Собрание сочинений в 9 т. Т. 7. Весталка - Николай Никонов 26 стр.


- Где же мы его возьмем? И вообще, пенициллин… Новое средство. Но-о… Газовая гангрена… Эффект вряд ли… За пенициллин теперь все хватаются.

Господи, господи! Почему-то всю жизнь, и дальше, и потом, я боялась профессоров, их холодного всезнания. Боялась даже консультаций. Так все просто. Без апелляций. Решила: буду сопротивляться. Ампутировать ногу не дам. Нет. Куда я без ноги? Да и не поможет никакая ампутация. Если гангрена… Так высоко. Вот оно сквозное - пулевое… Из раны течет стаканами, нога, как бревно, не моя, жуткая, фиолетовая ступня, черные пальцы, ногти, похожие на желтые зубы. Тут-то профессор и доктор правы. Да я об этом, кажется, еще месяц назад догадывалась… Не поможет мне никакой риванол, которым спринцуют рану, никакой ихтиол, от которого, скорей всего, и гниет.

Как-то под утро, когда, измученная болью и жаром, я все-таки заснула, меня разбудил звонкий знакомый голос:

- Вот она где! Вот она!

Разлепила веки. Вгляделась. Вздрогнула, отдалось во всем теле. Передо мной в белом халате поверх военной формы Валя. Валя Вишнякова, моя давняя дорогая подруга, которую не видела два года. Валя..

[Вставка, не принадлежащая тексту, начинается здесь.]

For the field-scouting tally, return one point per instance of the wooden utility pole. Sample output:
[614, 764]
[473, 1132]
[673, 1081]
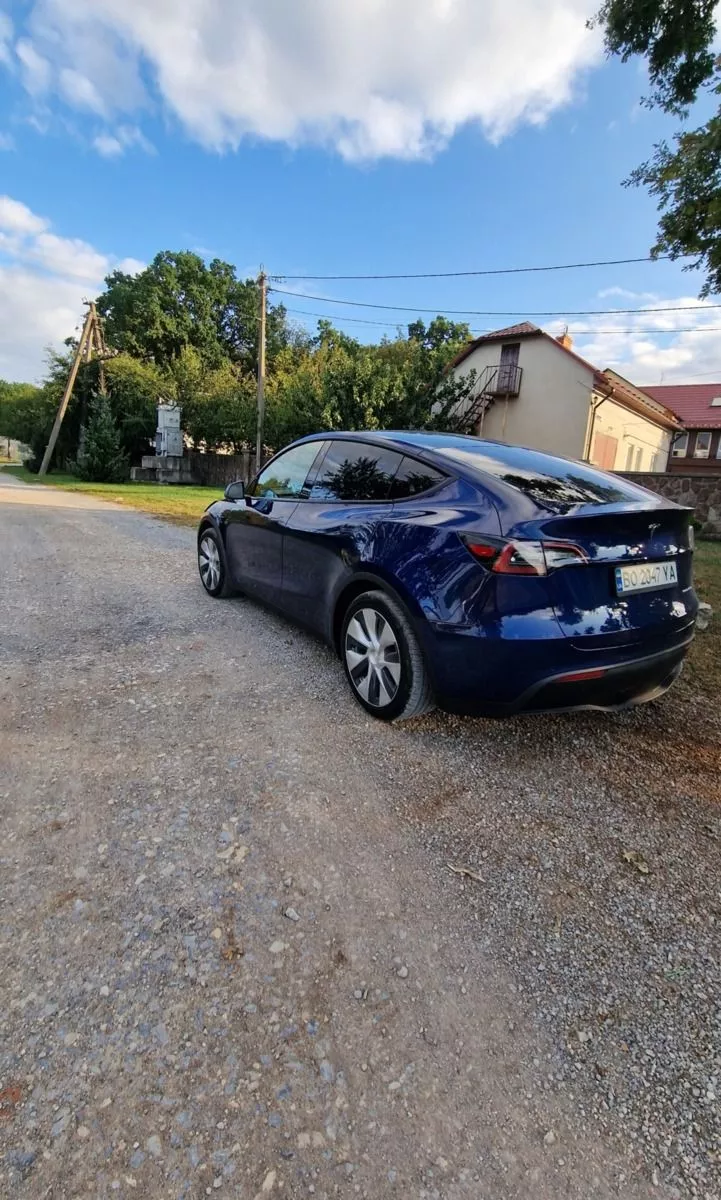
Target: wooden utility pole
[68, 389]
[263, 286]
[91, 339]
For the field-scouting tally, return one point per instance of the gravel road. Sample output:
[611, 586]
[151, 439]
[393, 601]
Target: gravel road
[235, 959]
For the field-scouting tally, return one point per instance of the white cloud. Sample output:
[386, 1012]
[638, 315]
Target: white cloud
[108, 145]
[655, 347]
[112, 145]
[17, 217]
[43, 281]
[68, 257]
[370, 78]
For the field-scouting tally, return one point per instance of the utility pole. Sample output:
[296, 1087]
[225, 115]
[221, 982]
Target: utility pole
[100, 349]
[263, 286]
[83, 346]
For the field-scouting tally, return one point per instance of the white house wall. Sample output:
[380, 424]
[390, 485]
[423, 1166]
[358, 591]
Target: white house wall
[551, 411]
[642, 445]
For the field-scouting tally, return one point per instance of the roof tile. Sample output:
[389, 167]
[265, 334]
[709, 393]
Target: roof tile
[691, 402]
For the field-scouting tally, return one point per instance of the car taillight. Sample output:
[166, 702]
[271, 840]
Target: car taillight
[524, 557]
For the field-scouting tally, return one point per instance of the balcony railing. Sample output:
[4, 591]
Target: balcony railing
[505, 379]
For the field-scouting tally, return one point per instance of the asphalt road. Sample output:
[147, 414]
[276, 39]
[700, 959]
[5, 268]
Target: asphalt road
[234, 957]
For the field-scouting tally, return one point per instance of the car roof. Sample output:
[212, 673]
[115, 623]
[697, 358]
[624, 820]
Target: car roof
[502, 467]
[430, 442]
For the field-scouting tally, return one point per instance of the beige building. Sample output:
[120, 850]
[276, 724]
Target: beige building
[533, 389]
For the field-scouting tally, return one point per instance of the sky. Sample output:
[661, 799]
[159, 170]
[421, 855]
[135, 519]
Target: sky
[311, 137]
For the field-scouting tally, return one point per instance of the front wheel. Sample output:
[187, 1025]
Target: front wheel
[383, 659]
[211, 564]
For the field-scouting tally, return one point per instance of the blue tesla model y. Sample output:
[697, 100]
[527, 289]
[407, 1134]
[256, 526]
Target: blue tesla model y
[478, 576]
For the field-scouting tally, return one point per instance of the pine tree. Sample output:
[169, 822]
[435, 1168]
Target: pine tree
[101, 459]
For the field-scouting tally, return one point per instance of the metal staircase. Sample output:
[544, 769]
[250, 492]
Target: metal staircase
[499, 382]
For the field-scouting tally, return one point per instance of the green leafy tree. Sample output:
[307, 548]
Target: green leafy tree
[179, 301]
[101, 457]
[677, 39]
[134, 389]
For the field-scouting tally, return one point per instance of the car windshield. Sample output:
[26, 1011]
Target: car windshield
[552, 483]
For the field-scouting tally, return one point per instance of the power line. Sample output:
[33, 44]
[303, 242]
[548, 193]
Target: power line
[479, 333]
[498, 270]
[482, 312]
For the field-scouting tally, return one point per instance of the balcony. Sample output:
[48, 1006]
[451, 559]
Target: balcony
[500, 381]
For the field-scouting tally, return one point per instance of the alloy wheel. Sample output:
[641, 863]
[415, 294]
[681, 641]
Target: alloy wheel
[209, 561]
[372, 657]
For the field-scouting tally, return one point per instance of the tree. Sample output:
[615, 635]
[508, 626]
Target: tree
[677, 39]
[101, 457]
[134, 389]
[179, 301]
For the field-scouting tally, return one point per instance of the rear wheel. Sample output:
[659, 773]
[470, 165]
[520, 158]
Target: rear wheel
[211, 564]
[383, 659]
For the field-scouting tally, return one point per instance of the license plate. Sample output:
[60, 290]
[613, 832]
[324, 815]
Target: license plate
[646, 577]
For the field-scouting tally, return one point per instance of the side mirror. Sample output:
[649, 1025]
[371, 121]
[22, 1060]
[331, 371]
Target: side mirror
[235, 491]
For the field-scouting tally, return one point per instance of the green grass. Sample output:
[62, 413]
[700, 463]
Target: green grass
[186, 504]
[164, 499]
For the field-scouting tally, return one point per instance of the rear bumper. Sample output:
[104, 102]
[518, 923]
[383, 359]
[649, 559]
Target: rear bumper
[500, 678]
[622, 685]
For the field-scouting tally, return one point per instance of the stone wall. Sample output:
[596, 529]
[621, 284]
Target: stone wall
[218, 469]
[700, 492]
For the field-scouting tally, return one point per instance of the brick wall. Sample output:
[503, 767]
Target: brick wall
[700, 492]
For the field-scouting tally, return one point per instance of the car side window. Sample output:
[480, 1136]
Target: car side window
[413, 478]
[355, 471]
[286, 475]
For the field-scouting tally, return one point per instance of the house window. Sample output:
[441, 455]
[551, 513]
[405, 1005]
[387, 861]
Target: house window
[703, 444]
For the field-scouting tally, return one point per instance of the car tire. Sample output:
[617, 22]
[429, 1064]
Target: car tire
[383, 659]
[212, 564]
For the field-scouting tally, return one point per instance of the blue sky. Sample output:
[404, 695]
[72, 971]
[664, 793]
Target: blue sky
[311, 142]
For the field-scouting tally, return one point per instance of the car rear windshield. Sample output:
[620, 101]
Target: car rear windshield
[548, 481]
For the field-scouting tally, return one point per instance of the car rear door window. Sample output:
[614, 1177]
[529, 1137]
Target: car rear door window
[284, 478]
[355, 471]
[413, 478]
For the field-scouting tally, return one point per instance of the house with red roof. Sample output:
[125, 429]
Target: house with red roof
[697, 449]
[533, 389]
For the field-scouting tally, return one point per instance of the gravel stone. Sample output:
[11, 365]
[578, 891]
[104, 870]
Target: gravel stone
[222, 767]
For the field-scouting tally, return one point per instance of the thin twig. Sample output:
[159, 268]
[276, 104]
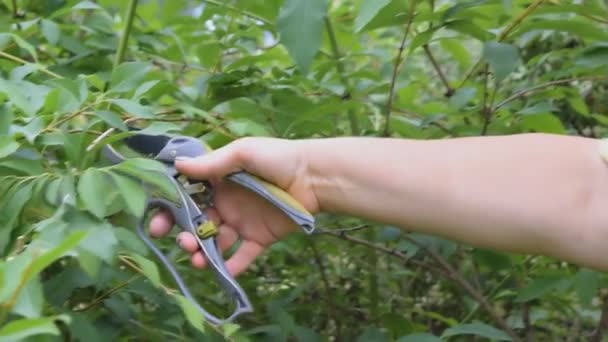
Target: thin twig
[396, 67]
[527, 325]
[449, 91]
[463, 283]
[107, 294]
[331, 307]
[15, 9]
[126, 32]
[536, 88]
[337, 55]
[389, 251]
[343, 230]
[503, 35]
[24, 62]
[603, 323]
[485, 108]
[239, 11]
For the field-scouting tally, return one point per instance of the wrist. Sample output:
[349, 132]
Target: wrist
[324, 173]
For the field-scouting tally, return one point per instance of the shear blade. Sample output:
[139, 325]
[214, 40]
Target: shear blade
[147, 144]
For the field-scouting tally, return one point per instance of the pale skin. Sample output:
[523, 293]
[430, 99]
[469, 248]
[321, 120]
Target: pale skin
[530, 193]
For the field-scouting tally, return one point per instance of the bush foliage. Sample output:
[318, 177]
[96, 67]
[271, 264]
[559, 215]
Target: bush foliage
[75, 74]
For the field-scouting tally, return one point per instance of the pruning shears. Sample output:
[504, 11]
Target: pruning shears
[189, 216]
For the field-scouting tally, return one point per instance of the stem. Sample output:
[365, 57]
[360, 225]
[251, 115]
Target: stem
[503, 35]
[370, 235]
[124, 39]
[15, 9]
[331, 307]
[398, 61]
[464, 284]
[107, 294]
[603, 323]
[547, 85]
[485, 109]
[449, 90]
[354, 124]
[22, 61]
[239, 11]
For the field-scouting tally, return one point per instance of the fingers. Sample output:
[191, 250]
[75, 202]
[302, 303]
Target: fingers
[160, 224]
[216, 164]
[239, 262]
[227, 237]
[243, 257]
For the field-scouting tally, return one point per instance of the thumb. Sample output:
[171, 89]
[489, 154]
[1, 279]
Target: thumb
[215, 164]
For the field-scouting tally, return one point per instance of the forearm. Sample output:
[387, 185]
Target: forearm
[528, 193]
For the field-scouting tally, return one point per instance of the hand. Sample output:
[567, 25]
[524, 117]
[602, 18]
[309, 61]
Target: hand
[238, 212]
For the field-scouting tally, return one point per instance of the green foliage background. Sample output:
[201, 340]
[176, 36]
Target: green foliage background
[72, 268]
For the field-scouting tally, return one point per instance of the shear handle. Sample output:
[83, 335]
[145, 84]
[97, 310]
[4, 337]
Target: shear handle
[188, 217]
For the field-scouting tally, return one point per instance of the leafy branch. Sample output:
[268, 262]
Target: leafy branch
[449, 91]
[331, 306]
[354, 124]
[126, 32]
[397, 64]
[24, 62]
[445, 270]
[503, 35]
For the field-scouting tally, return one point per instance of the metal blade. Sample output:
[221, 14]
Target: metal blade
[150, 145]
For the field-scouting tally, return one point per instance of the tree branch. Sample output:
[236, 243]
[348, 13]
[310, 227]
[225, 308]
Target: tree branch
[449, 90]
[331, 307]
[603, 323]
[354, 124]
[24, 62]
[238, 11]
[126, 32]
[503, 35]
[547, 85]
[452, 274]
[389, 251]
[397, 65]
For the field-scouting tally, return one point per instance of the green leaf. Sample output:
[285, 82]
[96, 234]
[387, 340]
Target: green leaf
[152, 172]
[586, 283]
[24, 95]
[50, 30]
[477, 329]
[419, 337]
[134, 108]
[99, 242]
[59, 251]
[92, 189]
[148, 268]
[540, 286]
[11, 212]
[582, 29]
[300, 24]
[5, 37]
[128, 76]
[132, 193]
[462, 97]
[22, 329]
[7, 146]
[30, 300]
[545, 123]
[502, 57]
[144, 88]
[368, 10]
[112, 119]
[193, 316]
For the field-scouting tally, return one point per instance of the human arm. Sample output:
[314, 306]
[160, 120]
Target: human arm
[528, 193]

- Лидка?! - она плакала. - Лидка-а! Неужели это ты? А я узнала. Случайно… Гляжу списки тяж… Ну, список - и там твоя фамилия! Спрашиваю, когда поступила, говорят, уже месяц! А я не знала! Лидка! - Она опустилась перед кроватью, прижалась лицом.

Лицо холодное, свежее, пахнет яблоками, сладкими, неизвестными мне духами.

- Как ты здесь? - спросила я тоже сквозь слезы, оглядывая ее, когда она присела рядом. В распахнутый халат увидела на гимнастерке орден Красной Звезды, медаль "За боевые заслуги".

- Ого! - сказала я. - И ты повоевала?!

Валя небрежно одернула халат.

- Все было, - чуть алея, сказала она. - Я здесь уже месяца полтора. Мой отправил. Я ведь замужем. Там вышла. На фронте. За начотдела. Ну, хороший мужик попался, спокойный… Старше, правда..

Это была опять прежняя Валя.

- Как же тебя… сюда. Война же..

- А я… Ну, сама понимаешь… Буду рожать… Не скоро еще, правда… Но… В общем… Отправили в тыл… Ой, Лидка! Какое счастье, что я тебя нашла! Ведь разбежались тогда. Потерялись. Ни писем, ничего… А я к тебе еще ночью заглянула. Смотрю, спишь, ты, не ты - не могу понять. Изменилась, изменилась… Бедненькая моя девочка! Ну, ничего. Терпи… Поправишься. Я сама за тобой ходить буду. Лидка, милая, вот я тебе принесла. Ешь! - протянула госпитальную наволочку - ранние яблочки, конфеты в обертках. - Ешь! А я сейчас поговорю, нельзя ли тебя перевести…

- Никуда меня не надо! Нормально здесь. Хорошо… - Было неудобно перед всеми, глазели, слушали.

Но Валя оставалась Валей, ее уже не было в палате.

- Из пэпэже, сразу видать, - заметила Зоя, криво усмехаясь.

- Да, баба-палач. Такая-то нигде не пропадет, - поддержала Люба. - Красивая… Глазки-то… И фигура есть…

- Кому война, кому мать родна… Ишь, ордена-медали. Ты-то как ее знала?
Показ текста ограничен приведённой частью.